US-China financial market tensions: The road to riches or ruin? from freeamfva's blog

US-China financial market tensions: The road to riches or ruin?

US-China financial ties are fraying as conflicting national concerns about technology transfer, corporate transparency, and data security threaten everything from Wall Street trading in Chinese corporate giants to American venture-capital investments in China’s startups. But as Washington navigates the road ahead, it should keep a focus on national-security threats and avoid the temptation to push the two countries onto completely divergent paths that could raise the risk of financial-market instability. To get more China finance news, you can visit shine news official website.

The pressure to separate the two countries’ financial markets came to a head over the past year, mirroring the centrifugal political forces that are straining bilateral trade in technology and other goods. This doesn’t necessarily portend the imminent decoupling of the two superpowers’ financial markets, but with recent calls in Washington for new restrictions on investments in China, the potential for disruption is increasing.

This inevitably raises the question of how far each government is prepared to go. Washington has to calibrate whether it is willing to risk that market instability and whether it wants to face a backlash from powerful US financial interests who are happy to make money in China. And Beijing will have to decide whether it’s truly prepared for its companies to lose access to US stock markets just as its own slowing economy faces the pressure of a deepening property-market downturn.
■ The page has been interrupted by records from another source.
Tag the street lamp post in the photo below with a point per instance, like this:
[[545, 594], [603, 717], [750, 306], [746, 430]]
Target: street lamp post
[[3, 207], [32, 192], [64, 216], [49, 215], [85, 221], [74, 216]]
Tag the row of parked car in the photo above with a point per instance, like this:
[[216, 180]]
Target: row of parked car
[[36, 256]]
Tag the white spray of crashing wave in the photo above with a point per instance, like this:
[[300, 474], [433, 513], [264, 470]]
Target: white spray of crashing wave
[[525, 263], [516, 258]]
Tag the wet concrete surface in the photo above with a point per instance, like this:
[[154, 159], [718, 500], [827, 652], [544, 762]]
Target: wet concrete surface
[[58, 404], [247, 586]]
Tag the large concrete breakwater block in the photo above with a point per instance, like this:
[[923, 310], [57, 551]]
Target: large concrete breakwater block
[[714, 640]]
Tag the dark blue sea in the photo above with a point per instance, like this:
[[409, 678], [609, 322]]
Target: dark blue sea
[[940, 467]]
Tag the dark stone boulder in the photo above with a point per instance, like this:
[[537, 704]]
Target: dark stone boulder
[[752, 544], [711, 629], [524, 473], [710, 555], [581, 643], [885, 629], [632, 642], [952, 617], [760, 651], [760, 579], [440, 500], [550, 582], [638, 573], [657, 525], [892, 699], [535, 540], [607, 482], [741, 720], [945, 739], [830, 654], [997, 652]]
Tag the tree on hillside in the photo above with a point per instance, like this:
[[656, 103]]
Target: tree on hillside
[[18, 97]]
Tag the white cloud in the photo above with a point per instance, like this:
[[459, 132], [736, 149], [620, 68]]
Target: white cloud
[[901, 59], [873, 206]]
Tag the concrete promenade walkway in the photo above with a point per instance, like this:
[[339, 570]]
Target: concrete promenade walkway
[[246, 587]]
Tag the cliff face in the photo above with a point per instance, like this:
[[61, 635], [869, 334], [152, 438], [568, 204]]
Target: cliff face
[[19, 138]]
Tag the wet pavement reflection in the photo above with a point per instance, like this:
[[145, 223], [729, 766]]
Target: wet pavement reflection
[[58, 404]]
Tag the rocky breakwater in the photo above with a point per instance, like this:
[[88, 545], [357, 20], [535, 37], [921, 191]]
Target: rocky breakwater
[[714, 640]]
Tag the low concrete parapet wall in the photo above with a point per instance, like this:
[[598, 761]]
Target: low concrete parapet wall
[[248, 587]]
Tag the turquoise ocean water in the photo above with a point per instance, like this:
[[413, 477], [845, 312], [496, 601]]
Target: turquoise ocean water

The links between US and Chinese financial markets never appeared tighter than early last year. China’s companies launched a wave of Wall Street initial public offerings (IPOs) in the first half of 2021, helping Chinese stocks on US exchanges hit record highs in February. Foreign capital surged into China’s markets—especially government bonds—as the country’s economy recovered from its pandemic-induced 2020 slowdown and as US venture capitalists pumped money into Chinese startups at close to the pre-pandemic pace.

But as 2021 progressed, both countries’ governments hit the brakes on Chinese IPOs in New York, as China cracked down on the tech giants that had become the darlings of Wall Street and the United States started the clock on a process that could delist every Chinese company from US markets by 2024 because China refuses to abide by disclosure rules.

Actions like these have already reduced the market capitalization of Chinese companies listed on Wall Street by some six hundred billion dollars, and those losses likely will mount as more Chinese firms shift their listings to China’s stock markets. Already, twelve of the fifteen largest Chinese companies traded in the United States have launched secondary listings in Hong Kong, and many US institutional investors have shifted their holdings away from the New York markets.

Nonetheless, US institutional investors continue to buy substantial amounts of Chinese government bonds and stocks on the other side of the Pacific, and Chinese holdings of US government securities consistently top one trillion dollars. Neither government so far is taking aim at those bedrock investments. But China’s economic problems have unnerved some US investors over the past year, suggesting that investments in China may be more fragile than many analysts have assumed. Witness January’s declines across all Chinese asset classes, which sent China’s stock markets into their first bear market since 2019 and left many US investors with their portfolios exposed. The question is how investors will react if there are more shocks.

Now there are signs that more market restrictions may loom. Influential voices in Washington have begun advocating—and trying to legislate—unprecedented oversight of US venture-capital activities in China. That seed money has played an important role in funding Chinese industries ranging from semiconductors to biotechnology, and one industry estimate shows that around one third of all Chinese venture-capital deals by value in recent years include US investors. A second industry report places total 2021 investment in China by Chinese and foreign venture-capital firms at a record-smashing $130.6 billion.
In a July 2021 speech, US National Security Advisor Jake Sullivan said the Biden administration is “looking at the impact of outbound US investment flows that could… enhance the technological capacity of our competitors in ways that harm our national security.”

The US-China Economic and Security Review Commission’s (USCC’s) annual report, released in November, recommended executive-branch and congressional actions to strengthen regulations focused on flows of venture capital and other forms of investments to China’s military-industrial ecosystem.

Other types of investment in China facing scrutiny are securities based on market indices that include Chinese stocks and bonds, which generate large amounts of passive institutional investment. The USCC has called for index providers and derivatives based on indices to be subject to regulation by the US Securities and Exchange Commission (SEC), expressing concern about damage to US economic and security interests.